Computational Modelling of Cross-modal Interactions.

(A–C) The first row depicts a schematic representation of different causal structures in the environment. SA, SV, and SAV represent sources of auditory, visual, or cross-modal stimuli, and XA and XV indicate the respective sensory representations (e.g., time or location). The bottom row depicts the probability distributions of these sensory representations derived from the Bayesian model. (A) Assuming separate sources (C=2) leads to independent estimates for auditory and visual stimuli, with the optimal value matching the most likely unimodal response. (B) Assuming a common source (C=1) leads to fusion of the two sensory signals. The optimal Bayesian estimate is the combination of both auditory and visual input, each weighted by its relative reliability. (C) In Bayesian Causal Inference, the two different hypotheses about the causal structure (e.g., one or two sources) are combined, each weighted by its inferred probability given the auditory and visual input, known as model averaging.
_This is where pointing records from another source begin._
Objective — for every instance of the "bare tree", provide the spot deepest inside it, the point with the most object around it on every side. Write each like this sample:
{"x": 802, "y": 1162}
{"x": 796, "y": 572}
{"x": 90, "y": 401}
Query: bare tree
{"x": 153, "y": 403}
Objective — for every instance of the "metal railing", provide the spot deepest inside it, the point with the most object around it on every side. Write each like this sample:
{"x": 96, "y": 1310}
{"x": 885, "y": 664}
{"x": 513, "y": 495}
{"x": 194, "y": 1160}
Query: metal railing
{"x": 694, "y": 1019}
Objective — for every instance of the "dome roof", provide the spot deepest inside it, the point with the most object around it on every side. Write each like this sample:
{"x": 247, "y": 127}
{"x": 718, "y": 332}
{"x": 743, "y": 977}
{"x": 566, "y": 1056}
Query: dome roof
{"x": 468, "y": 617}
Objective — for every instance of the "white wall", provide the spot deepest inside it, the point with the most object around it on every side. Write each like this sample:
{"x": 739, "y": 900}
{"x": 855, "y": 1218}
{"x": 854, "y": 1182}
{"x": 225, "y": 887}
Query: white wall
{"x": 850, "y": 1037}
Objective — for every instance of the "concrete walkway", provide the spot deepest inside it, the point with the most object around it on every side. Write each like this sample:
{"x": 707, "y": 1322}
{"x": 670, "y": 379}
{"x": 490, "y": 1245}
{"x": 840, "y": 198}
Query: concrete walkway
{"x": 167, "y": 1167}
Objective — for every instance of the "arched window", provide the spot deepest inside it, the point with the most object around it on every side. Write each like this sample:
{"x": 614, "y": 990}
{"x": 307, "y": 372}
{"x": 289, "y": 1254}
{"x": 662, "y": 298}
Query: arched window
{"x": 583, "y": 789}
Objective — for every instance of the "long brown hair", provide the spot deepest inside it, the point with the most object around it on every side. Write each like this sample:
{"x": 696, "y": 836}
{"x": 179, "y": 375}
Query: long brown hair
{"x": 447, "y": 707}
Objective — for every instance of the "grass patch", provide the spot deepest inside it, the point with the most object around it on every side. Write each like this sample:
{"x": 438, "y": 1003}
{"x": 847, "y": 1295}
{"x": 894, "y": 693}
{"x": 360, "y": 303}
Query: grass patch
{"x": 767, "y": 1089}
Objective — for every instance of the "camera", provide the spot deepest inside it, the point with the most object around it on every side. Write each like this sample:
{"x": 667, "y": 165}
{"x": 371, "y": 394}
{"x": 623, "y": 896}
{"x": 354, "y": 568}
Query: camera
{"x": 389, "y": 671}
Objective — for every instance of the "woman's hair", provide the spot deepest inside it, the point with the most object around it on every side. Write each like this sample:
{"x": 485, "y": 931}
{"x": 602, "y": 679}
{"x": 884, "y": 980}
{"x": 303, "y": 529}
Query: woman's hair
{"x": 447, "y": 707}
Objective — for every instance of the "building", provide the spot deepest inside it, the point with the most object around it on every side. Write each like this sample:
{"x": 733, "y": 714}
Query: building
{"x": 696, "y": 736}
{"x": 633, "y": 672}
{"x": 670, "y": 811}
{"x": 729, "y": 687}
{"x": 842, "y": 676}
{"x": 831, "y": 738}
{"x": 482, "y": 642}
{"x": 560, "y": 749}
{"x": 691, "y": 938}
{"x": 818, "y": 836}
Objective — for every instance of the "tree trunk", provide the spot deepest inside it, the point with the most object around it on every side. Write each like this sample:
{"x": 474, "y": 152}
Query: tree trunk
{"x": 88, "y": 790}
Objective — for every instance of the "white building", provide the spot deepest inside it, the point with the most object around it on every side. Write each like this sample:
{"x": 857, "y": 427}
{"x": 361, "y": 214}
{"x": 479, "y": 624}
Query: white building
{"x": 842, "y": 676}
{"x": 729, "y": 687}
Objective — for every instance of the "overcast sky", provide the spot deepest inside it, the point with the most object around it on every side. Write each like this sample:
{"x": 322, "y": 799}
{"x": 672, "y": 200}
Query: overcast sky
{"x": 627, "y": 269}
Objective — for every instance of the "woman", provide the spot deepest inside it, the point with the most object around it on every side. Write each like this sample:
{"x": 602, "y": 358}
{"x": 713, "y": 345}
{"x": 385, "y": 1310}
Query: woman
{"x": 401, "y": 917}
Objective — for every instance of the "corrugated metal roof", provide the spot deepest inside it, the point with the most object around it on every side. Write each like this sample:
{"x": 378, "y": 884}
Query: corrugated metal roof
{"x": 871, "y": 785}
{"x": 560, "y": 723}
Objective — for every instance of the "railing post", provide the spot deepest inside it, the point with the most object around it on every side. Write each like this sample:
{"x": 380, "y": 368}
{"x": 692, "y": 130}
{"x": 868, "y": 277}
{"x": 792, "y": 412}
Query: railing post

The optimal stimulus estimate is a mixture of the unimodal and fused estimates. (D–F) Schematized temporal relations between two stimuli. (D) When stimuli are presented with large temporal discrepancy, they are typically perceived as independent events and are processed separately. (E) When auditory–visual stimuli are presented with no or little temporal discrepancy, they are typically perceived as originating from the same source and their spatial evidence is integrated (fused). (C) When the temporal discrepancy is intermediate, causal inference can result in partial integration: the perceived timings of the two stimuli are pulled towards each other but do not converge.